Roblog: A (Potential) Robot in Your Pocket

While you might only use yours for playing Angry Birds, Vining and texting, your smart phone has incredible computing power that can actually be used in other impressive ways. Instead of high powered microcontrollers, expensive sensors or a complicated computer set up to control it, some robotics enthusiasts are harnessing the power of the cell phones they already own.

An army of cellbots made from different Android phones. | Photo courtesy Cellbots.
An army of cellbots made from different Android phones. | Photo courtesy of Cellbots.

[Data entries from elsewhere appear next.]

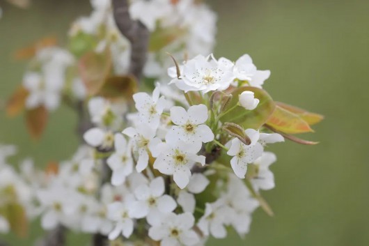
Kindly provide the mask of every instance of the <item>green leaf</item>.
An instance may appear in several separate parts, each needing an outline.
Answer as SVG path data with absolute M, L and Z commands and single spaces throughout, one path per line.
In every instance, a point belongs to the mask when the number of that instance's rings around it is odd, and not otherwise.
M 324 118 L 324 116 L 321 114 L 309 112 L 305 109 L 300 109 L 297 107 L 289 105 L 288 104 L 280 102 L 276 102 L 276 104 L 281 108 L 283 108 L 284 109 L 286 109 L 292 113 L 297 114 L 304 121 L 306 121 L 306 123 L 310 125 L 318 123 Z
M 238 105 L 238 97 L 243 91 L 250 91 L 259 99 L 258 107 L 253 110 L 247 110 Z M 221 121 L 230 122 L 241 125 L 245 129 L 259 129 L 267 122 L 275 108 L 275 104 L 270 95 L 264 90 L 251 86 L 243 86 L 232 92 L 233 98 L 224 108 Z
M 109 49 L 101 53 L 91 52 L 80 59 L 78 68 L 88 95 L 99 92 L 110 73 L 111 65 Z
M 111 99 L 129 99 L 136 91 L 137 82 L 133 76 L 113 76 L 107 79 L 97 95 Z
M 73 54 L 81 57 L 84 54 L 93 50 L 97 45 L 97 43 L 92 35 L 80 31 L 70 38 L 68 47 Z
M 279 106 L 276 107 L 266 125 L 278 132 L 287 134 L 314 132 L 301 116 Z
M 178 27 L 158 28 L 150 36 L 150 52 L 158 52 L 178 39 L 184 32 Z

Cellbots, whose tagline is “Using Cellphones as Robotic Control Platforms,” is a hobbyist group that aims “to free your cell phone from your pocket and let it connect and move with the real world.” The group’s website is filled with platform and software information, as well as guides on how to get started making your own robots. Phones are already powerful tools, and these hobbyists believe they can be even more. Cellbot’s website states:

“Cellbots aren’t just about using your phone to control a robot (which is cool too), but we aim on making your phone be the robot. It already has touch, hearing, speech, vibration, and many more senses, but needs legs (or wheels) to finally be the free roaming robot it was born to be.”

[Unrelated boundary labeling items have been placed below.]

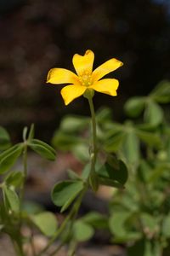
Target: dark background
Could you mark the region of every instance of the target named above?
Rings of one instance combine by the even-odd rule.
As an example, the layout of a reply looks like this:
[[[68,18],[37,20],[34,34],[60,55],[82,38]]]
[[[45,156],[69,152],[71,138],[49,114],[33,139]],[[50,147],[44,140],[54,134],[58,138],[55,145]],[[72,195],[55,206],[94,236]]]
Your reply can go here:
[[[170,79],[170,0],[0,0],[0,120],[20,137],[36,124],[49,140],[65,113],[88,114],[86,99],[68,107],[60,85],[46,84],[52,67],[73,70],[72,55],[95,53],[94,67],[116,57],[124,66],[110,77],[120,80],[118,96],[96,93],[96,109],[113,108],[123,119],[123,102],[146,95]]]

Cellbots robots and software make it possible for anyone to turn his/her cell phone into a robot. Some of the easiest to use robots are based on other robotics platforms. Starting with pre-made robots and then adding on technology is an easy way to make powerful robots. Made by the same company that makes the Roomba, the iRobot Create is a programmable robot that looks like a Roomba shell but has no vacuum inside. Using this robot, an Android phone, and the Cellbots open source code, you can make a roving robot that takes pictures or records audio through the cell phone. Lego Mindstorms, already popular as a stand-alone robot, can also be connected with cell phones. Cellbots has an app that lets you use a cell phone with the robot much like you’d use any normal sensor. The cell phone can be used for audio and video recording, as well as to act like a face or voice for the robot. The next generation robot from Lego, EV3, also promises its own apps to integrate phones with the robots.

For a more DIY experience, robots can be combined with Arduino boards to make custom robots. The TruckBot, for example, is a popular robot in the Cellbots community. The parts list, plans and software are available free online. Built with under $50 in parts, the robot drives around, has GPS capabilities and uses text-to-speech talking. From the idea of this basic robot, people in the Cellbots community have made an army of robots, with everything from speech controlled robots to robo-tanks.

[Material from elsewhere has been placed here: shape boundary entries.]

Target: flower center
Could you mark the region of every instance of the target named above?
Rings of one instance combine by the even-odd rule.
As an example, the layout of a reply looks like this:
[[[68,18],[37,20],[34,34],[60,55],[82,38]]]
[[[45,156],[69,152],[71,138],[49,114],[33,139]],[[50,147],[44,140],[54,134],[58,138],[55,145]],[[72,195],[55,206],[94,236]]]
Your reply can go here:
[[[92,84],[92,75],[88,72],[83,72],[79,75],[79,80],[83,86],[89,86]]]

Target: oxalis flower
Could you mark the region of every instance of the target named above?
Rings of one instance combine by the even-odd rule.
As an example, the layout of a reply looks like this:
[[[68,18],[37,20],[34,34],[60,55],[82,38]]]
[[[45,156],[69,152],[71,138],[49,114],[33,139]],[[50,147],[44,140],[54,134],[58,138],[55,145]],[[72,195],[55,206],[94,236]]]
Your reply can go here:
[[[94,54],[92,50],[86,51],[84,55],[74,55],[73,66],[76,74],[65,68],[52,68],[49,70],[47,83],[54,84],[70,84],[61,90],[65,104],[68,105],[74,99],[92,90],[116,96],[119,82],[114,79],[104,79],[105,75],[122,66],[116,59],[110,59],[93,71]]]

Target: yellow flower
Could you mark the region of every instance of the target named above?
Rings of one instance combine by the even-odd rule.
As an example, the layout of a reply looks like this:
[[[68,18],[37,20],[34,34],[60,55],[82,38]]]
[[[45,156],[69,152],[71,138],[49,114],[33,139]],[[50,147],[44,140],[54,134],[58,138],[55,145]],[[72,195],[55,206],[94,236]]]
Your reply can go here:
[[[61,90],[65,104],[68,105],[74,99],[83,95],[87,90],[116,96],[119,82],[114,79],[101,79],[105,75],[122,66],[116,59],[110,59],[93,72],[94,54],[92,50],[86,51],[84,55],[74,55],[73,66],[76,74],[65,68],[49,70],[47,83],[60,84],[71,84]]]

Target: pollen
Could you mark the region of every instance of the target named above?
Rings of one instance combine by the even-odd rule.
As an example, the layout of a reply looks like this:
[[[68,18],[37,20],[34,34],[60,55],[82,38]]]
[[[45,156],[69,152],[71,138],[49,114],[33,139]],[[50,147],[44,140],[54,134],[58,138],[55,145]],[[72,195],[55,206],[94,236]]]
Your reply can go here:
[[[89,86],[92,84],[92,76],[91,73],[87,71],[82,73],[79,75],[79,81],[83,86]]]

It’s not just hobbyists that are making phone robots. Some companies are harnessing the power of cell phones to make commercial robot toys. One of the most popular iPhone robots came to fame after a successful Kickstarter campaign and is now in its second version. Romo 2.0 is an adorable robot that “uses your iOS device as his brain.” After placing an iPhone onto Romo’s body and installing the application, you can use another phone or tablet to control its movements. Using the front facing camera, Romo has face recognition technology and can be “trained” to recognize its owner.

A less cute, more powerful robot, the Parrot AR.Drone 2.0 is a commercial quadrotor drone that uses the iPhone as controls. Available through Apple, the Parrot drone can take HD video and do flips, placing the power of surveillance in the hands of almost anyone. The technology is remarkably similar to the phone controlled military drone produced by the MIT Human Automation Lab (HAL). The HAL lab used the touch screen, sensors and high speed transfer ability of the iPhone to make controlling drones easier and more intuitive. The Parrot robot isn’t quite military caliber (and I’m unsure that anyone should be putting drones in the hands of the public anyway), but it puts drones on the market for a lot less than the phone-free competition.

Through DIY efforts to make awesome robots and companies taking advantage of the computing power already in our pockets, smart phone powered robots are a trend that will probably continue. It makes sense. Not only are they ubiquitous, smart phones are also quick, lightweight and pre-equipped with motion sensors, cameras, speakers and screens. By reusing existing technology, robots become more accessible and improve technology more quickly and easily than ever before.

Ashley Hansberry

Ashley Hansberry

Ashley Hansberry (CAS '14) is the Senior Editor at The Quad. She is a senior studying Computer Science and Linguistics who likes writing about robots, technology, and education. When she's not living in the computer science lab, you can find her wearing animal earrings or admiring puppies she sees on the street.